- Born: William Innell Clement 15 January 1780 Westminster, London, England
- Died: 24 January 1852 (aged 72) Hackney, Middlesex, England
- Resting place: Kensal Green Cemetery
- Occupation: Newspaper proprietor

= William Innell Clement =

English newspaper proprietor

William Innell Clement (15 January 1780 – 24 January 1852) was an English newspaper proprietor.

==Biography==
Clement was born in the parish of St Clement Danes and baptised at St Anne's Church, Soho. Starting as a newsagent at a young age, he soon became one of the leading vendors in London. In 1814, Clement moved into the newspaper publishing business by purchasing The Observer, at that time a comparatively obscure Sunday paper. Within two years, Clement accepted government funds in return for providing editorial support. Endeavoring to make The Observer the leading Sunday newspaper, Clement delayed printing the paper until between four and five o'clock on the Sunday morning in order to include the latest news. Yet the paper remained dependent on government funds, with nearly half of its print run given away for free as 'specimen copies'.

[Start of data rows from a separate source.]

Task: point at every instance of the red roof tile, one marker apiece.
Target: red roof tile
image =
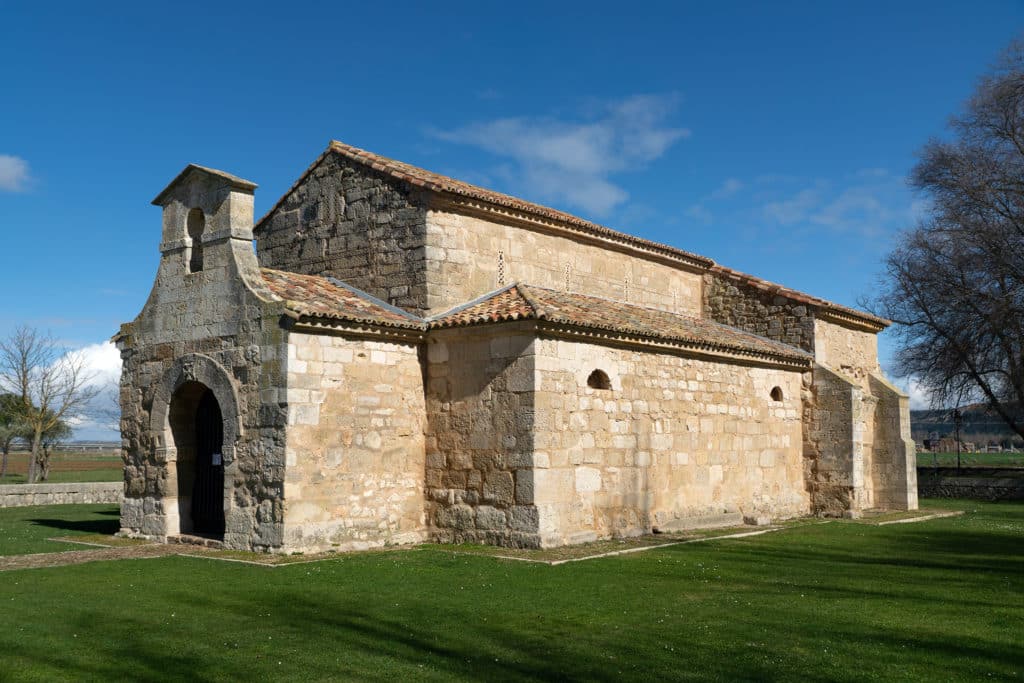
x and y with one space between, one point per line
796 295
420 177
325 297
526 301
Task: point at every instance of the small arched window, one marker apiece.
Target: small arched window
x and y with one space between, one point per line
599 380
196 225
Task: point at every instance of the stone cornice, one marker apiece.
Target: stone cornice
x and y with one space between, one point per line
612 240
325 326
848 319
706 351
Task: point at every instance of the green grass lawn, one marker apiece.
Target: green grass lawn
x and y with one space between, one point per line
935 600
68 466
25 530
971 459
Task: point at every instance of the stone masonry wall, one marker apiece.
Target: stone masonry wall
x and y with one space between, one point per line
23 495
209 314
468 256
854 353
884 470
480 436
894 456
834 449
352 223
355 454
767 314
674 438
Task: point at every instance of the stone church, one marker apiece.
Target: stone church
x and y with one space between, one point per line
409 357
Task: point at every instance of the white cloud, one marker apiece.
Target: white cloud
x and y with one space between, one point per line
795 209
101 361
102 367
13 174
572 161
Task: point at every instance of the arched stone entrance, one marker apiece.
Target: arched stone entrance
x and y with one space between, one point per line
195 420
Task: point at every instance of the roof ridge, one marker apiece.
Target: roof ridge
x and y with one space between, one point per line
473 302
370 297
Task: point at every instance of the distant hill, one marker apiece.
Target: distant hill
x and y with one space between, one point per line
980 425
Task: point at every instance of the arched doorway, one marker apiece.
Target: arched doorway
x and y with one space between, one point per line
198 429
208 489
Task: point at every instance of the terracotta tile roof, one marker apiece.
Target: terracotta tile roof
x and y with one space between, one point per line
314 296
505 304
443 184
796 295
529 302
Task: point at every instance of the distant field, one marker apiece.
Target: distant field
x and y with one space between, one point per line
971 459
69 466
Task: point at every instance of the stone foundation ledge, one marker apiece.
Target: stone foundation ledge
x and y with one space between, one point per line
24 495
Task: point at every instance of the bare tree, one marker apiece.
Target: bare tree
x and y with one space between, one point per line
52 384
11 427
955 283
59 432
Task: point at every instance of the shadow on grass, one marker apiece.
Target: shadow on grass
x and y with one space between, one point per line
107 526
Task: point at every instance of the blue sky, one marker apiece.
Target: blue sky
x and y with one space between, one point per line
773 137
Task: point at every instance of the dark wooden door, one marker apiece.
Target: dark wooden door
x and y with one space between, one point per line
208 493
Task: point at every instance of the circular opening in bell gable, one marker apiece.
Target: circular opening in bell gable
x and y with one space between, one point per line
599 380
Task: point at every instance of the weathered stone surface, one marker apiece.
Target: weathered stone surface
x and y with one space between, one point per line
354 435
353 224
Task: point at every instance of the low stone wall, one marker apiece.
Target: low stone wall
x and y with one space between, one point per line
22 495
977 483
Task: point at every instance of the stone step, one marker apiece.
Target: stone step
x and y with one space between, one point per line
188 540
701 521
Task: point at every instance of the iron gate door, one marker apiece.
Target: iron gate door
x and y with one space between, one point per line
208 492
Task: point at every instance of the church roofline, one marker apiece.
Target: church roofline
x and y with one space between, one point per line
466 197
828 309
606 318
230 180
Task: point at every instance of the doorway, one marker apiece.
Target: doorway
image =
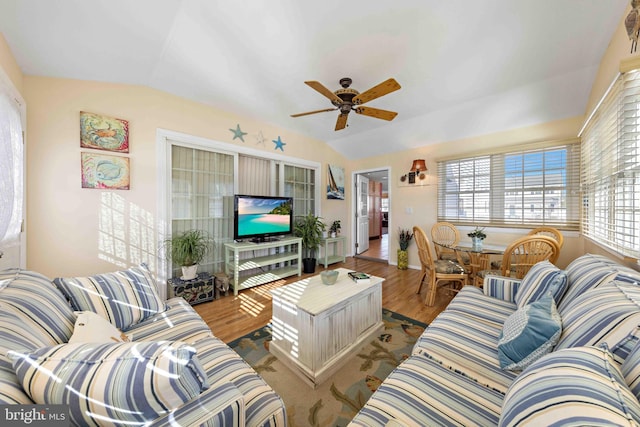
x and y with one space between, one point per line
372 243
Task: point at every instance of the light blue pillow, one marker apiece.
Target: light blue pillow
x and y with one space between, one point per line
573 387
529 333
631 370
541 279
124 298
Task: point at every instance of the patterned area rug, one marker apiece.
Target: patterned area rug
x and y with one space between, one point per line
336 401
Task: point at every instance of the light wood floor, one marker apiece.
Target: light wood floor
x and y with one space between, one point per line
378 248
231 317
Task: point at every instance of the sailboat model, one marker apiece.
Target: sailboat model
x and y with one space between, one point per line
333 191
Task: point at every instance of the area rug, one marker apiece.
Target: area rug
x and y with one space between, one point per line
336 401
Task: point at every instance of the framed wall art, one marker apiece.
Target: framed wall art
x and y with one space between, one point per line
104 133
103 171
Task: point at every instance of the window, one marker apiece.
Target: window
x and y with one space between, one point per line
202 198
527 187
198 178
611 168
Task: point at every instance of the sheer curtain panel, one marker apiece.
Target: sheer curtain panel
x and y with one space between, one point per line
11 172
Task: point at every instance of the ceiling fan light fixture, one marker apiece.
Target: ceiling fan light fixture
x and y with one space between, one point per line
346 99
418 166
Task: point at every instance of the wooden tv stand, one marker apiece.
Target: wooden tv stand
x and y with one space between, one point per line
276 264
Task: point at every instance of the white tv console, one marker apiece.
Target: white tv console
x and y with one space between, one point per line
277 264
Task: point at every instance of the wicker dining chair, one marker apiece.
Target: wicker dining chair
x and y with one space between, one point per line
554 233
446 236
437 271
521 255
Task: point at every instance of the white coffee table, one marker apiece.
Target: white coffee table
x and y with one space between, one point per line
318 327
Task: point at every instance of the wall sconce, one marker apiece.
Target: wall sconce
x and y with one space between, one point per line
418 169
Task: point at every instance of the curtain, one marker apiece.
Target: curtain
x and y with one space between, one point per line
11 172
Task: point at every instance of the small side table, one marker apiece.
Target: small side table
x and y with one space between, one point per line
337 254
193 291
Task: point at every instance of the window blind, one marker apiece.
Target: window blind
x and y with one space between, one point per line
529 187
610 176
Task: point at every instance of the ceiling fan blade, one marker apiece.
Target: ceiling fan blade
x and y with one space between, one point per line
377 113
323 90
313 112
377 91
341 123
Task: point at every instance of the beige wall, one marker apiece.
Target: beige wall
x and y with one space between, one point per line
66 222
9 65
422 200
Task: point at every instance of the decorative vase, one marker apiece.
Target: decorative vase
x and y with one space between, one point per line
403 259
476 244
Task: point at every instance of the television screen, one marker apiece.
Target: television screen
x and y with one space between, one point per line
260 217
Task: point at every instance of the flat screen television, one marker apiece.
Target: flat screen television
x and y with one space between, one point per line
260 218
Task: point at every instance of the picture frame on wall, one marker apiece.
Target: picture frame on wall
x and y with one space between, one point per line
335 182
104 171
104 133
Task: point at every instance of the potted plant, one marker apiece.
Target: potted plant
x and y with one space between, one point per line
335 228
187 250
404 239
309 228
477 236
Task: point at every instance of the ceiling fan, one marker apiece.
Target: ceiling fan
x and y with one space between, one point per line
347 99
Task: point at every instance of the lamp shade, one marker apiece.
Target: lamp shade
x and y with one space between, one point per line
418 166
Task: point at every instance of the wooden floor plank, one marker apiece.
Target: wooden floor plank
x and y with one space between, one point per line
231 317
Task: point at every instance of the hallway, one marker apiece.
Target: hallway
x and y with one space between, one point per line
378 249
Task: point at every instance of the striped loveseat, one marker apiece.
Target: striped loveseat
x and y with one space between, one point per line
555 348
117 354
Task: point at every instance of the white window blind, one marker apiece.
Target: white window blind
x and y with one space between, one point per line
611 169
522 187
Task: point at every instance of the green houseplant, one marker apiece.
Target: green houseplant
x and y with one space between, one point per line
404 239
309 228
477 236
187 250
477 233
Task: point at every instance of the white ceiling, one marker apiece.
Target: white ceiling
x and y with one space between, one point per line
466 67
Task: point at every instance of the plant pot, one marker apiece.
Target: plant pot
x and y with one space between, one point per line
189 272
476 244
308 265
403 259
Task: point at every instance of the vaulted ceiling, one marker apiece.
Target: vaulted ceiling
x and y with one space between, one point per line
466 67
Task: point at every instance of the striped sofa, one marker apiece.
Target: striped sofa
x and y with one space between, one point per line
157 364
587 371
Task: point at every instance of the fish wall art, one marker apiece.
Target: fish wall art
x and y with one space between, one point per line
104 133
107 172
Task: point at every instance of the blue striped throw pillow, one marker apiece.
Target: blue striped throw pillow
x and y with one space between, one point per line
124 298
631 370
543 278
529 333
112 384
578 387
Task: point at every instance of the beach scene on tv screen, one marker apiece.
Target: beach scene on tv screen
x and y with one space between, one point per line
258 216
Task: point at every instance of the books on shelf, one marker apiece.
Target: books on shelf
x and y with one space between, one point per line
359 277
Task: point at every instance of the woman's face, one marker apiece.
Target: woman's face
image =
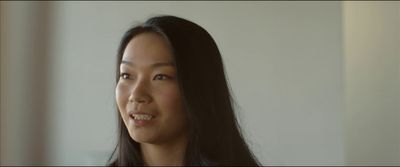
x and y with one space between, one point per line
147 92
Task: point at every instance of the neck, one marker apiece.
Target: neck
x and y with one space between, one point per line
170 154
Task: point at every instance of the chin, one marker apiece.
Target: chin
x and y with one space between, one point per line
143 138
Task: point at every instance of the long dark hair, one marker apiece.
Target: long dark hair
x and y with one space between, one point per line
214 133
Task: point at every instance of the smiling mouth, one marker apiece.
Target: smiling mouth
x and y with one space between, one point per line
144 117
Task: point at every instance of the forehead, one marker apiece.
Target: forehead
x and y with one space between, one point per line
147 48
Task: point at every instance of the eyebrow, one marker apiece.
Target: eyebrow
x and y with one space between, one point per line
155 65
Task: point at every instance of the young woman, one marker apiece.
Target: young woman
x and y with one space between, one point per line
174 103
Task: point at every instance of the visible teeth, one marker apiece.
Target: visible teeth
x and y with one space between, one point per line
142 117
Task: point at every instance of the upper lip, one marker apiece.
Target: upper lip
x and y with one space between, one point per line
131 113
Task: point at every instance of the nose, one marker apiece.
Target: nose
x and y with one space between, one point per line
139 93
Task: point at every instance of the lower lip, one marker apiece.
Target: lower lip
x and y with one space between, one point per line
141 122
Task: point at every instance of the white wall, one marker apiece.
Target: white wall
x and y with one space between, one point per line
285 62
372 55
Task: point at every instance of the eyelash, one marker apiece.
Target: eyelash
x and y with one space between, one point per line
156 77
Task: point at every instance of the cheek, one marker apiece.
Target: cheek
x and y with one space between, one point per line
170 99
121 96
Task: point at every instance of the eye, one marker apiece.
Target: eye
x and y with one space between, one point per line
161 77
124 75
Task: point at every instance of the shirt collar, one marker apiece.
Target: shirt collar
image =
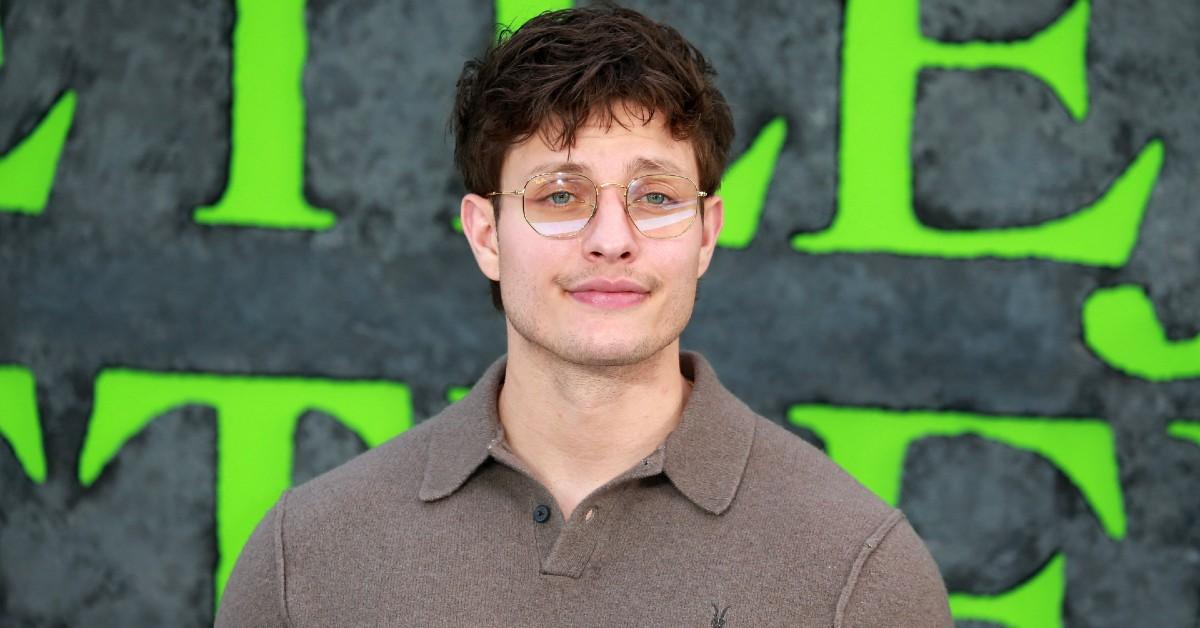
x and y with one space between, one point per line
705 456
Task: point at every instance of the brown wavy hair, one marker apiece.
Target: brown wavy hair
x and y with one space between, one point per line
563 70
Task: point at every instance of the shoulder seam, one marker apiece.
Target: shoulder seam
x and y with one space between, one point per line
280 563
869 545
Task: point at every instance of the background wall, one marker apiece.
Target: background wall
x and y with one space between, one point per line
963 257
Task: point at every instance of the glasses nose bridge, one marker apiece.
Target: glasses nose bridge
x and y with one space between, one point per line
624 192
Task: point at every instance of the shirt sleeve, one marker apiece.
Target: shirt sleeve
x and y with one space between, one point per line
894 582
255 593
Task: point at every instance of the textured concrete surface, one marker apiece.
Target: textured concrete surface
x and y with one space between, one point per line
115 273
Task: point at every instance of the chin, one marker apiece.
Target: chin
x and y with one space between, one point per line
605 352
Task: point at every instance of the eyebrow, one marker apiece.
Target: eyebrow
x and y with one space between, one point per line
634 167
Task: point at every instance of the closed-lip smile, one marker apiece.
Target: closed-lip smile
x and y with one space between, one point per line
609 293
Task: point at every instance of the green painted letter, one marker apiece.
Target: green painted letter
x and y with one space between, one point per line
265 189
882 53
27 172
1120 326
871 444
256 422
18 420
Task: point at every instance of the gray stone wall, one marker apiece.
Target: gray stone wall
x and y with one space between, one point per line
117 273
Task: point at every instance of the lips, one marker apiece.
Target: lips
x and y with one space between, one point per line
609 294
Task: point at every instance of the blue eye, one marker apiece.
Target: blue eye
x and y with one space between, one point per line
561 197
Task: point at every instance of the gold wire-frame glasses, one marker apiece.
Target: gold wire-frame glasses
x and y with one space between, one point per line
561 204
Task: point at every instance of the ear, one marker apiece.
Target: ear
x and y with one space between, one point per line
709 229
479 227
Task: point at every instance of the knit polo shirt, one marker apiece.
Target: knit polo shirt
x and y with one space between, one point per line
731 522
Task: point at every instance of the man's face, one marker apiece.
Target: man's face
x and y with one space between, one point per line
610 295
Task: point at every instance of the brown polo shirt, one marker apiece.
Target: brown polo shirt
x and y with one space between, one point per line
731 522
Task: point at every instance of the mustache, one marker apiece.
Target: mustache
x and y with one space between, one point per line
567 281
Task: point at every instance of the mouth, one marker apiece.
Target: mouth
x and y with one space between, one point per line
610 294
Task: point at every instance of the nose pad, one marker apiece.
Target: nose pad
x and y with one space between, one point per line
611 233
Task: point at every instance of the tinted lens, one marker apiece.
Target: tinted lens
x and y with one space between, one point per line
561 204
663 205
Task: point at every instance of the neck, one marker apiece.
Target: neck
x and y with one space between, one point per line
577 426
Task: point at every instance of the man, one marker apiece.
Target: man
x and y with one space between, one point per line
595 476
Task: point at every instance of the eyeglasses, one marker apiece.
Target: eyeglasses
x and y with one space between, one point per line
561 204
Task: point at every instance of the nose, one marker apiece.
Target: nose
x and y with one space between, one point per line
610 235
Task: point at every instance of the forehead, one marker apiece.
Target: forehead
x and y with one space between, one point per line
625 148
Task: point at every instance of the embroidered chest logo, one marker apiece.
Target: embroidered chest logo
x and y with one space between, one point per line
718 616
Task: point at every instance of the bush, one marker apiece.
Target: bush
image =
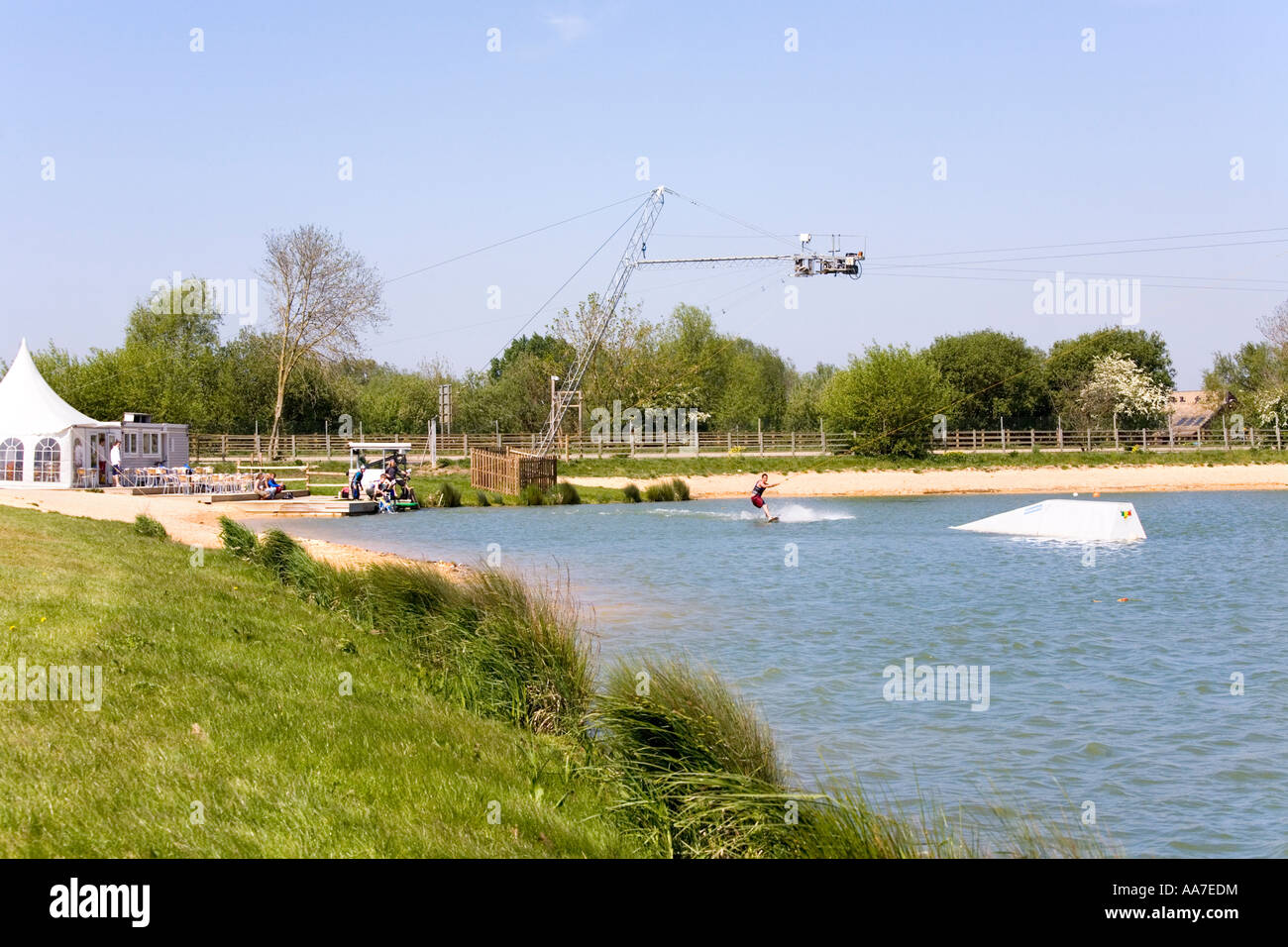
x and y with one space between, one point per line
237 539
660 492
147 526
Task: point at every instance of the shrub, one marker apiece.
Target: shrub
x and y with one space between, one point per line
147 526
660 492
237 539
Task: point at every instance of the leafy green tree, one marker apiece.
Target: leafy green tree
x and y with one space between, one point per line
1072 361
888 397
996 376
803 397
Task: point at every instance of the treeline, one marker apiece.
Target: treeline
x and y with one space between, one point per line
174 365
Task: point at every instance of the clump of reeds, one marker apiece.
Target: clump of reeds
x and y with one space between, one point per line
237 539
660 492
147 526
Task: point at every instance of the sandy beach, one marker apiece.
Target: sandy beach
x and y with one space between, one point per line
1080 479
193 522
184 518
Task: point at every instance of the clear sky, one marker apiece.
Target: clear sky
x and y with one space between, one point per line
166 158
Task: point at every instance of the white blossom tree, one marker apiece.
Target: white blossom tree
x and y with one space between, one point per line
1121 389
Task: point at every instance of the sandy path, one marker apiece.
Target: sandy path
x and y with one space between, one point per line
1046 479
183 517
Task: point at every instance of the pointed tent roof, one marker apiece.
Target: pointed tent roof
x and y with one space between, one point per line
30 406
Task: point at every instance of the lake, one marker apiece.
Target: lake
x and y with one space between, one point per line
1126 705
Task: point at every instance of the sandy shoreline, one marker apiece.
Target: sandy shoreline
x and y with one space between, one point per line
1081 479
192 522
184 518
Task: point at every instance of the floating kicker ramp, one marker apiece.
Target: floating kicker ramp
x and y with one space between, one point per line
1065 519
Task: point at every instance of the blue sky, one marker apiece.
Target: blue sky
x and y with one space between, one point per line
168 159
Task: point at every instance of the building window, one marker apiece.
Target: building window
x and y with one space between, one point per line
11 459
48 454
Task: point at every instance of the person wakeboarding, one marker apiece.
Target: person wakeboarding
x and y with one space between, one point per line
758 497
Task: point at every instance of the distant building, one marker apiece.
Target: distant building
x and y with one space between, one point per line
147 444
1190 410
46 442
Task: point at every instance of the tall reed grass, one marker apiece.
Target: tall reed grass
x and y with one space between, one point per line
692 768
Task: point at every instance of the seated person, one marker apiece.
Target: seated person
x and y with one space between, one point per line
268 488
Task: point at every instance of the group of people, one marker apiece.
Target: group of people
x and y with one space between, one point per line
393 483
268 488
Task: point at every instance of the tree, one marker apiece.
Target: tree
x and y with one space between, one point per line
803 397
1070 363
1253 380
1121 390
888 397
995 375
323 298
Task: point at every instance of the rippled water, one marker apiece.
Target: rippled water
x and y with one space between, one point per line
1125 703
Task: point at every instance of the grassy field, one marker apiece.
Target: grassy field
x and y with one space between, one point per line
645 468
222 686
473 724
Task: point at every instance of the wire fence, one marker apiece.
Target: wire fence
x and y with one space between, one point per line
222 447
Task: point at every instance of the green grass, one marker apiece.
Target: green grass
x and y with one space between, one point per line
226 680
223 686
651 468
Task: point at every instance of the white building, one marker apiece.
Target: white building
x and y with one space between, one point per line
44 441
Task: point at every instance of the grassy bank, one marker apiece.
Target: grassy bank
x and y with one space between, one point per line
647 468
222 686
258 702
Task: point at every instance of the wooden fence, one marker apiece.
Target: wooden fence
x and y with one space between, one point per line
511 471
213 447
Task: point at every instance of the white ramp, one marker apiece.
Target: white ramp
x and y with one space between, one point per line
1067 519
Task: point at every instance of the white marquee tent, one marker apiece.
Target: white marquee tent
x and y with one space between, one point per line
44 441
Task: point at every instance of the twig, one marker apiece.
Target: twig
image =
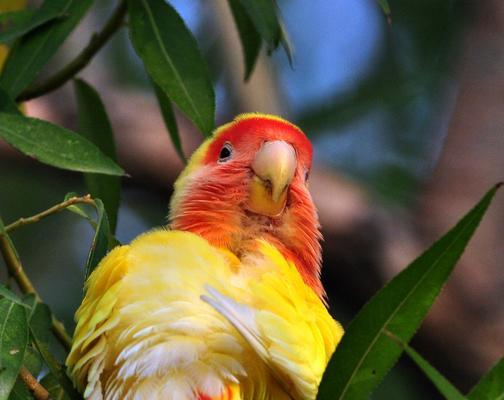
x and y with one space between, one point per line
57 208
38 391
96 42
15 267
17 272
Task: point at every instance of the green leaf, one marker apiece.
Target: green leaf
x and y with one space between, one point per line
34 50
169 120
491 386
79 210
7 104
171 55
365 355
55 368
13 342
20 391
53 145
249 37
7 294
444 386
52 385
22 22
94 125
100 245
385 8
263 13
11 18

During this time Clement was also the publisher of the Weekly Political Register, which was edited by William Cobbett. He stood by Cobbett when the latter man left for the United States on the suspension of the Habeas Corpus Act in 1817. Three years later, Clement sold the Weekly Political Register and his newsvending business to W. H. Smith. He then bought the Morning Chronicle on the death of James Perry in 1821 for £42,000, raising most of the purchase money by bills. The transaction involved him with Messrs. Hurst & Robinson, the publishers, and their bankruptcy in 1825 hit him very hard. After losing annually on the Morning Chronicle, Clement sold it to John Easthope in 1834 for £16,500. More profitable for Clement was his ownership of Bell's Life in London, which he purchased between 1824 and 1825. Under the editorship of Vincent George Dowling, Bell's Life in London became a leading sporting paper, with its circulation growing from 3,000 to over 30,000 in the first two decades of Clement's ownership.

Clement died suddenly of apoplexy at Hackney on 24 January 1852. He is buried at Kensal Green Cemetery.